Menjamurnya gerai mini market
sampai ke pemukiman warga dengan kebersihan dan pelayanan yang memadai juga
menjadi salah satu faktor yang membuat pasar semakin sepi pembeli. Lalu pembangunan
dan pengelolaan pasar yang abai pada kebutuhan pedagang, mengakibatkan banyak
ruang di dalam gedung pasar berlantai 4 yang dibangun sejak tahun 1995 tidak
terisi, bahkan lantai paling atas sama sekali tidak berpenghuni karena tidak
sesuai dengan budaya berbelanja penduduk sekitar.
Dampak berbagai kerentanan tersebut
bagi perempuan pedagang di Pasar Terong adalah menurunnya omset penjualan yang
mengakibatkan menurunnya pendapatan dan tidak adanya jaminan keamanan
penghidupan.
Strategi
Menghadapi Kerentanan
Dampak yang dihasilkan oleh
sejumlah kerentanan di Pasar Terong, memaksa para pedagang mengombinasikan serangkaian
strategi untuk mengamankan penghidupannya dari risiko krisis.

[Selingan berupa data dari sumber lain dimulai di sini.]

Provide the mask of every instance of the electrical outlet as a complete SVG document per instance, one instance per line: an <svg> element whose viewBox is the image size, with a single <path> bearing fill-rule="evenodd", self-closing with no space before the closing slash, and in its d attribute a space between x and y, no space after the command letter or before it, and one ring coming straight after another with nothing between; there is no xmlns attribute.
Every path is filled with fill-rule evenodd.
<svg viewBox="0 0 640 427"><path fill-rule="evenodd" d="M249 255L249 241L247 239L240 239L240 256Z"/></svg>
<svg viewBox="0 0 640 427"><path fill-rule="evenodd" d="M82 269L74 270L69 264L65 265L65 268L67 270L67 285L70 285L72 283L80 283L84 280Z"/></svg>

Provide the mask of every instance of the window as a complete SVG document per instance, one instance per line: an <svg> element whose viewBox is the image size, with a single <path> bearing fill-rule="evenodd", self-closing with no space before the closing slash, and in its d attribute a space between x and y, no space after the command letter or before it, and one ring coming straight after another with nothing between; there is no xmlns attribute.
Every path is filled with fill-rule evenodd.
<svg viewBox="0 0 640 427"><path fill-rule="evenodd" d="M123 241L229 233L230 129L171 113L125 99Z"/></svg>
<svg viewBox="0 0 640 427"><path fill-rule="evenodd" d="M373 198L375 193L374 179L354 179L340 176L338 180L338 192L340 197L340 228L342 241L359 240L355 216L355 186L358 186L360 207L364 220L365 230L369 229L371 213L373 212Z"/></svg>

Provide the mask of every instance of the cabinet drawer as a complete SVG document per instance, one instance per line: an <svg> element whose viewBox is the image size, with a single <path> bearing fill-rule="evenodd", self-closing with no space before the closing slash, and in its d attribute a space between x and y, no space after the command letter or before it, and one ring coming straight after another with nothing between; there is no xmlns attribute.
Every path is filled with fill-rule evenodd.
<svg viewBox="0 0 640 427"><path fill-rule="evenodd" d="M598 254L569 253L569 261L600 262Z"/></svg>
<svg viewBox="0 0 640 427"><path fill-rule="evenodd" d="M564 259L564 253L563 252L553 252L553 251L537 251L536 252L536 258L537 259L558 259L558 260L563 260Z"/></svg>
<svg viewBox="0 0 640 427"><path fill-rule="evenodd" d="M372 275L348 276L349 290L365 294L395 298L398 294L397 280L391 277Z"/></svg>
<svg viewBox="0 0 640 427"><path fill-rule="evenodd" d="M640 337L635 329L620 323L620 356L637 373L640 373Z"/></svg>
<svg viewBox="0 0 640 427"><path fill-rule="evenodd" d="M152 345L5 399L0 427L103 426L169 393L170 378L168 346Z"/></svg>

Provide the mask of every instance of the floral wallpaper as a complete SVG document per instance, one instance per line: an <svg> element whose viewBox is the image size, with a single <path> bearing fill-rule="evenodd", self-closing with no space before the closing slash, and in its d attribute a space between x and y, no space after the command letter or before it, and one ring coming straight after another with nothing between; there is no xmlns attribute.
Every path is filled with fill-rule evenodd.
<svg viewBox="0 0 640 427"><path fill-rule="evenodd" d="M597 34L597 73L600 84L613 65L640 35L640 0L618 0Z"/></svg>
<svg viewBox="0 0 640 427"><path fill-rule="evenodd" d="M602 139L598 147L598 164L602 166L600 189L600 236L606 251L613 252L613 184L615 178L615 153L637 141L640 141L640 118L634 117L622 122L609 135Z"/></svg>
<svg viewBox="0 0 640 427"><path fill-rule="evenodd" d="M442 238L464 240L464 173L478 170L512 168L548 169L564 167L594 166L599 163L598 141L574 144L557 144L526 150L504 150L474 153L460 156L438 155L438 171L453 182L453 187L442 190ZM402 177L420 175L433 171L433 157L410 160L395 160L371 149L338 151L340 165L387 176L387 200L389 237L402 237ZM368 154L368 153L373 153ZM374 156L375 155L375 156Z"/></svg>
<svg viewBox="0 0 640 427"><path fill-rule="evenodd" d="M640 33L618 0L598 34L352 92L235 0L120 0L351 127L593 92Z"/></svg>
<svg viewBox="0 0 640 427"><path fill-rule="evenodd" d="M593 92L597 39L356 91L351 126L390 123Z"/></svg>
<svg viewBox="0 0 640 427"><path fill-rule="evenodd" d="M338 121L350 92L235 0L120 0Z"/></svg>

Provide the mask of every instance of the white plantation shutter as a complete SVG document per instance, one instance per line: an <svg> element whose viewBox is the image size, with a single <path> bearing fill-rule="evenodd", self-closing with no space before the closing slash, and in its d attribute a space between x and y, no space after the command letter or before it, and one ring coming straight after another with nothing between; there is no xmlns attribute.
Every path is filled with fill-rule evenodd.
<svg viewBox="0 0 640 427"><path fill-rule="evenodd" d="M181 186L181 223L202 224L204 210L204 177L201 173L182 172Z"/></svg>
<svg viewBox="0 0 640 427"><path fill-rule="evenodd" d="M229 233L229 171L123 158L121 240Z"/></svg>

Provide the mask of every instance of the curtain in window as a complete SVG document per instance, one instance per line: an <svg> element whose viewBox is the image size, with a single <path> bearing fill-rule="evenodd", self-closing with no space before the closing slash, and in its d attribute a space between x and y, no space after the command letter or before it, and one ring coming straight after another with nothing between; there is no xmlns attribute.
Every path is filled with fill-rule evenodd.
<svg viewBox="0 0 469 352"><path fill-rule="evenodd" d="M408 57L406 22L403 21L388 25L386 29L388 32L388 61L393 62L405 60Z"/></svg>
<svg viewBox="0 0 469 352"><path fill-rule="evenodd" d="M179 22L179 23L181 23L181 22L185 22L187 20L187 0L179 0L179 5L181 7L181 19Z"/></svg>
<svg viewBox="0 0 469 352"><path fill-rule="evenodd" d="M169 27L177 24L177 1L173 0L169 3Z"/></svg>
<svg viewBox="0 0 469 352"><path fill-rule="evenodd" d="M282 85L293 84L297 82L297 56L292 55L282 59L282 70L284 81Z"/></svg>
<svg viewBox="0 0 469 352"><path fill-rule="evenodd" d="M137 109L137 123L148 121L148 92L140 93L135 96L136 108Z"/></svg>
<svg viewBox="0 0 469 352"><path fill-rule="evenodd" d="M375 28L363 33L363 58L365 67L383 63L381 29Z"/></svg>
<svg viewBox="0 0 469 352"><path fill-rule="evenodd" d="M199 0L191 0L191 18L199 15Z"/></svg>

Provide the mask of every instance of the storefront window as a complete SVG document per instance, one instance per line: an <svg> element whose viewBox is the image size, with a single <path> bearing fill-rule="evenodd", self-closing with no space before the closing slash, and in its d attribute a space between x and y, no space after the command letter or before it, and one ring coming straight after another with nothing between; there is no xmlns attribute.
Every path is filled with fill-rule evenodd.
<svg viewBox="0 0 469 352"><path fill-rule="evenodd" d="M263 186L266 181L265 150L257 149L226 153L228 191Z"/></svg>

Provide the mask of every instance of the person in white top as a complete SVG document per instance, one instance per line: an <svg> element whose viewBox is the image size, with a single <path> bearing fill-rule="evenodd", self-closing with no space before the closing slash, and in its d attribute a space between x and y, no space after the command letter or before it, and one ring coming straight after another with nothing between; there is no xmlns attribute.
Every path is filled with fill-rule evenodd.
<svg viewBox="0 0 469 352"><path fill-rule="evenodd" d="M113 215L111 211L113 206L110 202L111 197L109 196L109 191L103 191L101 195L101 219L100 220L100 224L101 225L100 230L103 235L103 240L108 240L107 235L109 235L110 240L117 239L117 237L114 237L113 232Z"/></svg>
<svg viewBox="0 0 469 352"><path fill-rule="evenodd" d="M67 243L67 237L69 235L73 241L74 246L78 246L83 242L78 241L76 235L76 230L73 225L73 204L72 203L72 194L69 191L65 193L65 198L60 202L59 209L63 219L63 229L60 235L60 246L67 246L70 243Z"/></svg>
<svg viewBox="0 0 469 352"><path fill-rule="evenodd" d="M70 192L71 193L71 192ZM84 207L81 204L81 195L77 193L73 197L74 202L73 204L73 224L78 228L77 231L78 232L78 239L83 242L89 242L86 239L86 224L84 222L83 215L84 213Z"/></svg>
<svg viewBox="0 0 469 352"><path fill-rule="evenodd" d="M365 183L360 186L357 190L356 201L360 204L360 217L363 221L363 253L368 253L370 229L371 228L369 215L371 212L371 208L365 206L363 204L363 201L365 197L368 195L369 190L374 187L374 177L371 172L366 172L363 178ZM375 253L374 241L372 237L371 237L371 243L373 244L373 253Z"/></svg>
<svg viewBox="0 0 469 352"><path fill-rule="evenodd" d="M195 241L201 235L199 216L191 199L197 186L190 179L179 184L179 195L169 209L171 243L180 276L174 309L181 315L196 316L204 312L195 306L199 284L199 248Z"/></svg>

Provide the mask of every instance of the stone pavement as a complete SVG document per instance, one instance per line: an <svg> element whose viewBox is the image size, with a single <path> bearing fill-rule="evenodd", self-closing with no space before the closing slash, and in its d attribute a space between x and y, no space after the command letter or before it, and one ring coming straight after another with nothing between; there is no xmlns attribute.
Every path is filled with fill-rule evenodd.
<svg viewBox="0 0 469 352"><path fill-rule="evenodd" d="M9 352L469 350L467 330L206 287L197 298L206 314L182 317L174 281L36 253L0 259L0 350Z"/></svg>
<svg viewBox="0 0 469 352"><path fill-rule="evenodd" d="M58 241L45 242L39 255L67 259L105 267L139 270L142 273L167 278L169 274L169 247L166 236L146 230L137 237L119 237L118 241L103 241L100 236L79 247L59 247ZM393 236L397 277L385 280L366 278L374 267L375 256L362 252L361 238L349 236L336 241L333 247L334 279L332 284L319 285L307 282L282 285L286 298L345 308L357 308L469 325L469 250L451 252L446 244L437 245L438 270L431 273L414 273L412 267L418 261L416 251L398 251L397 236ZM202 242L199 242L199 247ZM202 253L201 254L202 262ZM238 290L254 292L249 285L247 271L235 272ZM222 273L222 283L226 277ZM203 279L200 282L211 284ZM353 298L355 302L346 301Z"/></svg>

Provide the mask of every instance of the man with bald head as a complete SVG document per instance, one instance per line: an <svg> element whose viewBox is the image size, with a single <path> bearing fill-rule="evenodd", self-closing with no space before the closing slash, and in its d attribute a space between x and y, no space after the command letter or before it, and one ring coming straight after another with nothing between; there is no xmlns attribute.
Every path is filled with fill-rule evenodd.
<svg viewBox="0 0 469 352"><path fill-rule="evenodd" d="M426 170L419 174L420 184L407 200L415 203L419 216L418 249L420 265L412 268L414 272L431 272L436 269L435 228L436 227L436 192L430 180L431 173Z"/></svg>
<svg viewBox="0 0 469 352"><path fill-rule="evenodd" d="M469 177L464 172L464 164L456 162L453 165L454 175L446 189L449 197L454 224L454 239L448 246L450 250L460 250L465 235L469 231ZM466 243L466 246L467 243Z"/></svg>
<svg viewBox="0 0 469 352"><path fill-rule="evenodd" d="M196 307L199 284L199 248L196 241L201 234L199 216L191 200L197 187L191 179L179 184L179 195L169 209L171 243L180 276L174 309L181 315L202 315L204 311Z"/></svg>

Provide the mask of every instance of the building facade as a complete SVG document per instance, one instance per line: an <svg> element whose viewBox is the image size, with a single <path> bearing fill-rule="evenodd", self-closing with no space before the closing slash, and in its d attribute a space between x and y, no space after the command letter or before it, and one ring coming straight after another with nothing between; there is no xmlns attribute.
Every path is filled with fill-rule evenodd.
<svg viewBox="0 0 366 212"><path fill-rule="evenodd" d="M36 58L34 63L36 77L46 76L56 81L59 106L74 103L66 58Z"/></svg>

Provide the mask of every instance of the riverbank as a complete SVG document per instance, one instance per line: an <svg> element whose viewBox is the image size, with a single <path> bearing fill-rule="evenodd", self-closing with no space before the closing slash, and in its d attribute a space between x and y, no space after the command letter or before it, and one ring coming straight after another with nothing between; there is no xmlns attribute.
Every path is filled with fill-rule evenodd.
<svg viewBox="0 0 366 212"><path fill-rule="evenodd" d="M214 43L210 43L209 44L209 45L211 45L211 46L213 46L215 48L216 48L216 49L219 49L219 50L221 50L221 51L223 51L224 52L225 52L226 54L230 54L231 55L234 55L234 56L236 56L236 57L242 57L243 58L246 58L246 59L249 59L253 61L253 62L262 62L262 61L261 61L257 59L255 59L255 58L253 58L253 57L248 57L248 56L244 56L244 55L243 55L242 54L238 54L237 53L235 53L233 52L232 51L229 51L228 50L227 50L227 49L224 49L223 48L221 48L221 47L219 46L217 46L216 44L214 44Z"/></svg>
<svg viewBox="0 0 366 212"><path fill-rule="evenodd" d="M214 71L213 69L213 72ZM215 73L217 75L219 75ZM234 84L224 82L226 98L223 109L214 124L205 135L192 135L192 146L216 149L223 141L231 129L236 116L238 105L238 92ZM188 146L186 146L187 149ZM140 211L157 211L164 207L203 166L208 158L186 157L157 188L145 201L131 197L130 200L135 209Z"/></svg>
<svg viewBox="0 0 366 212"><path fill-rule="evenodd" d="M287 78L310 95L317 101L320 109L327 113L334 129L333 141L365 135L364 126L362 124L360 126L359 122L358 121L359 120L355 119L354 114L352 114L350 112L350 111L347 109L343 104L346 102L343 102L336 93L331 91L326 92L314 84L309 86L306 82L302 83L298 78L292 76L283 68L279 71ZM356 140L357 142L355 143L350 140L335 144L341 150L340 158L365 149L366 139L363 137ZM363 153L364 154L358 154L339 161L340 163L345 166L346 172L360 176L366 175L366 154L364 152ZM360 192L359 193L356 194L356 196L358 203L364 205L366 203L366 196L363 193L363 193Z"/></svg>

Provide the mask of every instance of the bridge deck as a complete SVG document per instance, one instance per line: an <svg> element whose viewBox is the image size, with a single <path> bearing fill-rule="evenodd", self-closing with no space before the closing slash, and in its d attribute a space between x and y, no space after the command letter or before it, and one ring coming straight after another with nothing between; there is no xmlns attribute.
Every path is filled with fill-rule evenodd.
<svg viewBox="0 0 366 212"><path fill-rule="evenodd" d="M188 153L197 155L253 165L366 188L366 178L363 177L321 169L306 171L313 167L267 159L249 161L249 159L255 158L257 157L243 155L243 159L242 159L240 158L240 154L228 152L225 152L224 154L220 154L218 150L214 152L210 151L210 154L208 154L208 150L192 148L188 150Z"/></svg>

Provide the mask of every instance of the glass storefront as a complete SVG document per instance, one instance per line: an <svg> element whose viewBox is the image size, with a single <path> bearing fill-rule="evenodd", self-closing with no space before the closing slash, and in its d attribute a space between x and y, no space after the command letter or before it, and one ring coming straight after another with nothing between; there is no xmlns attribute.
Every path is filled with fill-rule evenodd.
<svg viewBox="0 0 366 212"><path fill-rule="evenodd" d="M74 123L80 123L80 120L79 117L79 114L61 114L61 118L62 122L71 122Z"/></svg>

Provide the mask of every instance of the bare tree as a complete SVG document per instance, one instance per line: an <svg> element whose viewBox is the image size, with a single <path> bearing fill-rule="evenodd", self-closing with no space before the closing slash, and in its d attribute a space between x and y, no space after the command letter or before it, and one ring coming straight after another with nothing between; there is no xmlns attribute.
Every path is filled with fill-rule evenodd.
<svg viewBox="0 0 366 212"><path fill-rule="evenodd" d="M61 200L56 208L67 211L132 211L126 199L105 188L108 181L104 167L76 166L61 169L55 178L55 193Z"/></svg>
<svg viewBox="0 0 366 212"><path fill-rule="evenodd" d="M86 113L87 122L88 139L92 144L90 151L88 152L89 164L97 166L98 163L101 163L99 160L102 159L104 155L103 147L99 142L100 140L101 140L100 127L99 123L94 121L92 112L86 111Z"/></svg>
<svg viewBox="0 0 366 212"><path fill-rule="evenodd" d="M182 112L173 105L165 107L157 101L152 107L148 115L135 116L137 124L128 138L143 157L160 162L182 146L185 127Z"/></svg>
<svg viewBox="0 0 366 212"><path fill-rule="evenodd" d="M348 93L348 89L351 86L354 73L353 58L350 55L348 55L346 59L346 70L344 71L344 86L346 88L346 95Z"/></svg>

Pertama, porsi pengeluaran yang lebih
besar untuk makanan dihemat. 63,78% rumah tangga perempuan pedagang di Pasar
Terong melakukan bentuk penghematan tersebut sambil menekan pengeluaran untuk
jenis kebutuhan lain.
“Tiap pulang dari pasar, saya
singgah di rumah anakku dulu untuk menumpang masak, nanti kalau sudah masak
baru pulang ke rumah, supaya lebih hemat, sekalian untuk makan anak dan cucuku
di rumahnya,” kata Dg.Rannu salah satu pedagang yang berusia 65 tahun dan masih
tetap berjualan sejak suaminya meninggal, meski harus berjalan
tertatih-tatih.
Kedua, minimnya keuntungan penjualan
berdampak pada semakin rendahnya sisa keuntungan yang mampu disisihkan.
Sebanyak 61,36% perempuan pedagang tidak mampu menabung. Jika krisis melanda
rumah tangga perempuan pedagang, hanya 34,09% di antara mereka yang memiliki
tabungan, 63,64% berhutang, dan 2,27% menjual/menggadaikan aset.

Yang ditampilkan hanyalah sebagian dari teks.